В общем, как я понимаю, всю разводку с ключиком устроила тёплая компания из лисы, кота и… Черепахи Тортиллы.
"Тортилла" – это, конечно же, объединённый символ лидеров Запада. Её болото – это метафора "окна в Европу" (не случайно Питер выстроен именно на болоте). Сама черепаха со свитой лягушек – это образ Штатов и ориентированных на них государств Евросоюза. Разумеется, возможностью создавать (а равно и передавать кому-либо) подобного рода ключики монопольно обладают именно они.
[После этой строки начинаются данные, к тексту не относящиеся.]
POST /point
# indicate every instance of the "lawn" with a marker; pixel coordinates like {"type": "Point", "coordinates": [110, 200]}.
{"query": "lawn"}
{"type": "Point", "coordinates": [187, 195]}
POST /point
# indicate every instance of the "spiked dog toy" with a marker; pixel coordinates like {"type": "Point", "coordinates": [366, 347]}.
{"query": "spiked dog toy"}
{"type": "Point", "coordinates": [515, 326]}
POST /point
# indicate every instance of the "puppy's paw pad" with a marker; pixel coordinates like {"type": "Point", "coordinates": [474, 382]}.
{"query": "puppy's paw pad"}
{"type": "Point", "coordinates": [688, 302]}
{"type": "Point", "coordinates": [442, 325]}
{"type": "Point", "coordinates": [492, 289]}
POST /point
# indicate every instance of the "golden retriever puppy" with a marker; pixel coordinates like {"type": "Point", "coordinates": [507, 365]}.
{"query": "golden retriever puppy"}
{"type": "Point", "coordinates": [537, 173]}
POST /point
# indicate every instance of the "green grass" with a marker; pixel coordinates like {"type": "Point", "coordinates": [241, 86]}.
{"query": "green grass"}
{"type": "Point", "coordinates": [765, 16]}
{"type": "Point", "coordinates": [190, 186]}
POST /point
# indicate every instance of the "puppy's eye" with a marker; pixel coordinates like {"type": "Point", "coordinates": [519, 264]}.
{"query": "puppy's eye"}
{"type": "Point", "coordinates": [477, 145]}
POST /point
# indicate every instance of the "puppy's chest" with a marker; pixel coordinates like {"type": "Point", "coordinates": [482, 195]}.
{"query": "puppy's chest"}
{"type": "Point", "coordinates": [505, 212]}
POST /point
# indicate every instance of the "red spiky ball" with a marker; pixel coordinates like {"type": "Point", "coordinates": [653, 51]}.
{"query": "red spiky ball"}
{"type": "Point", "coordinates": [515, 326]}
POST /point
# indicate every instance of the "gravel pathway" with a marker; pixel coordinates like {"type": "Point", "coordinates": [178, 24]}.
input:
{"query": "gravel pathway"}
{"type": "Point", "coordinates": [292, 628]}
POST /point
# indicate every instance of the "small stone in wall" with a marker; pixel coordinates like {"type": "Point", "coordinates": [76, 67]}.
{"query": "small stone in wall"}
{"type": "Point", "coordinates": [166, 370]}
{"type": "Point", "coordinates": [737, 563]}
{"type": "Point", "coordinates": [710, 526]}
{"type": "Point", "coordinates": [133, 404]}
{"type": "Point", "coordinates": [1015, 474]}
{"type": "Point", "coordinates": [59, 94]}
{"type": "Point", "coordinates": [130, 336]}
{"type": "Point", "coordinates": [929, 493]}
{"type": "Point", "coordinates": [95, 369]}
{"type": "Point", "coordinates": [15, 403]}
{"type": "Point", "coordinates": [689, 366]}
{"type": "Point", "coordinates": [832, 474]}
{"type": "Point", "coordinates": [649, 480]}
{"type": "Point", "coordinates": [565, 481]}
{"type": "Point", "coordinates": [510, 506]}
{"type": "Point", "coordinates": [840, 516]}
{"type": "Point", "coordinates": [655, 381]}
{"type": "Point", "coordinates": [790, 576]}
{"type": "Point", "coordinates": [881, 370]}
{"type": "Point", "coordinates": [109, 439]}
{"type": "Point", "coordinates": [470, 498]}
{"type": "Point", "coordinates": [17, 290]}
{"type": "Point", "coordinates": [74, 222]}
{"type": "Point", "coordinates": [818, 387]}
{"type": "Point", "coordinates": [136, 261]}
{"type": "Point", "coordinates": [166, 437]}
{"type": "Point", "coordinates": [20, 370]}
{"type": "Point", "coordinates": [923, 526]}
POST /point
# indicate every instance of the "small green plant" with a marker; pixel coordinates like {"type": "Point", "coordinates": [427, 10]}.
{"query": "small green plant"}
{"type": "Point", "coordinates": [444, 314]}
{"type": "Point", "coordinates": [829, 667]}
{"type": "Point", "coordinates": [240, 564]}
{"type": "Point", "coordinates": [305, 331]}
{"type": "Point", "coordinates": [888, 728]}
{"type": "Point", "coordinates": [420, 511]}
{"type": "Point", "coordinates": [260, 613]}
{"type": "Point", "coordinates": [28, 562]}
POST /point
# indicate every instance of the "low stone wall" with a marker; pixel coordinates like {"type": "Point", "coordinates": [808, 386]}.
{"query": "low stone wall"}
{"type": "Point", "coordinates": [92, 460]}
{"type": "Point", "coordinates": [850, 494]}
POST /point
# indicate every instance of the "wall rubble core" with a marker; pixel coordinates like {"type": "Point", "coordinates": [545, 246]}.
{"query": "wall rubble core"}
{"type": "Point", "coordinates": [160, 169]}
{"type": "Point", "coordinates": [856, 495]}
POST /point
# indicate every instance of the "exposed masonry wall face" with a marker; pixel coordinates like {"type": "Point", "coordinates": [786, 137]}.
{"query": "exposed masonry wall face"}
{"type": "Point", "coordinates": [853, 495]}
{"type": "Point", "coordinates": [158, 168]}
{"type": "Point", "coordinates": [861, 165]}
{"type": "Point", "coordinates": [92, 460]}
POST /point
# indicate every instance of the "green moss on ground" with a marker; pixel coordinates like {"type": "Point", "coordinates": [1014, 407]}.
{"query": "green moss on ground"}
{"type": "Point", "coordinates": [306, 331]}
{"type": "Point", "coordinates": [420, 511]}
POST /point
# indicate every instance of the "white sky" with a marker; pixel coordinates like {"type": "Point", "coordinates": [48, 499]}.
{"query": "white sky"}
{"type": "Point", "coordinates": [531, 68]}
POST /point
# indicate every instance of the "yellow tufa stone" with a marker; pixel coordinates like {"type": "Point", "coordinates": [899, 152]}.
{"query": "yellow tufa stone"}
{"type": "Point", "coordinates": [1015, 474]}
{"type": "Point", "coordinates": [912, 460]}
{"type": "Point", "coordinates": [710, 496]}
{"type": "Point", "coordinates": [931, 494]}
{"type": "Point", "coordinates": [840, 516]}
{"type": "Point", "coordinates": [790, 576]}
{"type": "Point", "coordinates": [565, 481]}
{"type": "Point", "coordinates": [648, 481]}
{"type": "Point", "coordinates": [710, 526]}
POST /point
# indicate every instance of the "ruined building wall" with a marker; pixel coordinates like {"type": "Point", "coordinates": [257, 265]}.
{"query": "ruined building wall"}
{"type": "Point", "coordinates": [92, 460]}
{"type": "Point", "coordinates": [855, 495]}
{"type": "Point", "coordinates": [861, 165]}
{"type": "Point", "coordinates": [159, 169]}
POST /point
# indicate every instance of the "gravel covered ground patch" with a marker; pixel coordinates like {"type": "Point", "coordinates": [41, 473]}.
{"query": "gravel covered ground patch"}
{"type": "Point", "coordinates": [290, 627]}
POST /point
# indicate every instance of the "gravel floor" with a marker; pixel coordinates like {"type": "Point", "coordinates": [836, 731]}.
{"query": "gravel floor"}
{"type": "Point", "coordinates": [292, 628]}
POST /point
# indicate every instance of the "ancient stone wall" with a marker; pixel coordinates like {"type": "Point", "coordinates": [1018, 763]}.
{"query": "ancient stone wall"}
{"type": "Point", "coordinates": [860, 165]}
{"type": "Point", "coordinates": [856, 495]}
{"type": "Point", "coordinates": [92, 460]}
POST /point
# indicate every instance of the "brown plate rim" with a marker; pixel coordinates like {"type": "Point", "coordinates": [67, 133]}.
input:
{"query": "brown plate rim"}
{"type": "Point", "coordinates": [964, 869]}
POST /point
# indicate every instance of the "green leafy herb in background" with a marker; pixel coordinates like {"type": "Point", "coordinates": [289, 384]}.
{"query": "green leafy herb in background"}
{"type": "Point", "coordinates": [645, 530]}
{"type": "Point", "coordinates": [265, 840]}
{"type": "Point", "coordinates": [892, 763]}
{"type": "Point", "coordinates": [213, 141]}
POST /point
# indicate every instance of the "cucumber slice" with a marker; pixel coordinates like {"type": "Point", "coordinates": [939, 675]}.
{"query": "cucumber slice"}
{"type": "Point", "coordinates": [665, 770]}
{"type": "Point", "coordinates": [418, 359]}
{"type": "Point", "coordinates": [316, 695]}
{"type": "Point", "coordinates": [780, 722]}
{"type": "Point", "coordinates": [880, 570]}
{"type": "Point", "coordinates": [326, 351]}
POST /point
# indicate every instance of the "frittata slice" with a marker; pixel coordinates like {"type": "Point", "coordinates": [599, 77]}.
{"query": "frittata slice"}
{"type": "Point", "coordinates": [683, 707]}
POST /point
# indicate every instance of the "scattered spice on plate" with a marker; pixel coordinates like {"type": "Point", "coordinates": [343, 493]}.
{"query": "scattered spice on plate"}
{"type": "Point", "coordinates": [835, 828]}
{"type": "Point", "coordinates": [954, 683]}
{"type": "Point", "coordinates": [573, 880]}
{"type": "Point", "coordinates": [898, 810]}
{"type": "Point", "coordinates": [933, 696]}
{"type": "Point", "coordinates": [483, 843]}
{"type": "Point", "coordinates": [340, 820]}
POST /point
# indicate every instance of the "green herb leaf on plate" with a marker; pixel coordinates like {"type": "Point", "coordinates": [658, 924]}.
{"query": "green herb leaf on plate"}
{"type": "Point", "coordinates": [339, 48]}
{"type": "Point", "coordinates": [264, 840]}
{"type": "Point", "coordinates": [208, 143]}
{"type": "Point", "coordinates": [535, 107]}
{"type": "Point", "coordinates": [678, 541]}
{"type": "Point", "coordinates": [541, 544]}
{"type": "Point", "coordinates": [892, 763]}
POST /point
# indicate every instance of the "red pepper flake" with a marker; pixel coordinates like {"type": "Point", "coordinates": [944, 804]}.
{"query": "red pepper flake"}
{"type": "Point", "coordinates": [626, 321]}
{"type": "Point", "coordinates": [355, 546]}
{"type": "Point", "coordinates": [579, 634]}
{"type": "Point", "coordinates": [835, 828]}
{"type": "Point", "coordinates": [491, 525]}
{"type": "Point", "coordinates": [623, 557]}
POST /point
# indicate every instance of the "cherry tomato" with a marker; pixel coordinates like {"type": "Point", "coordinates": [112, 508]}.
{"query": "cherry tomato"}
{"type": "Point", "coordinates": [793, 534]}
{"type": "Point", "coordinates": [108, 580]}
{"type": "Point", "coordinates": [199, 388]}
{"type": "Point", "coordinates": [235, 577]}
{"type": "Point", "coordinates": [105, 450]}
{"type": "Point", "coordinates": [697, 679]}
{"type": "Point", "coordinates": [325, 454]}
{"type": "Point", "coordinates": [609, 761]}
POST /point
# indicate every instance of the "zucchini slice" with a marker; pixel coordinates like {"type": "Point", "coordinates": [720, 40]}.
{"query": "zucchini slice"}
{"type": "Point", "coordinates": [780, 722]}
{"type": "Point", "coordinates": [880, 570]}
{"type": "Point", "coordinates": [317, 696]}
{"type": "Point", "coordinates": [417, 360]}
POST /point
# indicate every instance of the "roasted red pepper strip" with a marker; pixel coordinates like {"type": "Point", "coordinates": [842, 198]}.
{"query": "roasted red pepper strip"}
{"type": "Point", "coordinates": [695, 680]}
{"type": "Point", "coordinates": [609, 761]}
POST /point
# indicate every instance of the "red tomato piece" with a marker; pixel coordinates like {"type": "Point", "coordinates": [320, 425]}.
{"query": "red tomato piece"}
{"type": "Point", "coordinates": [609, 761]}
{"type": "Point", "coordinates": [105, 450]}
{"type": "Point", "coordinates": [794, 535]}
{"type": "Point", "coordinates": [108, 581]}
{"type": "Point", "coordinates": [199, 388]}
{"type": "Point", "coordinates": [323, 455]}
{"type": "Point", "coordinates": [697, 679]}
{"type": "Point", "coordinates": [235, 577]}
Карабас-Кучма искренне надеялся, что ему удастся договориться с черепахой о передаче ключика (т.е. стать официальным флагманом европейского транзита Украины). На это же надеялся и Дуремар – символизирующий, разумеется, приблатнённый постсоветский бизнес и лично В.Ф.Януковича. Дуремар зарабатывал деньги главным образом на впаривании своим буратинам пьявок, вылавливаемых им из чудо-болота (т.е. на поставке совкам разного рода колониального ширпотреба), и тоже мечтал о том моменте, когда однажды вместо пьявки он выловит тот самый ключик – ибо и в его каморке висел постер с похлёбкой, когда он был маленьким буратиной.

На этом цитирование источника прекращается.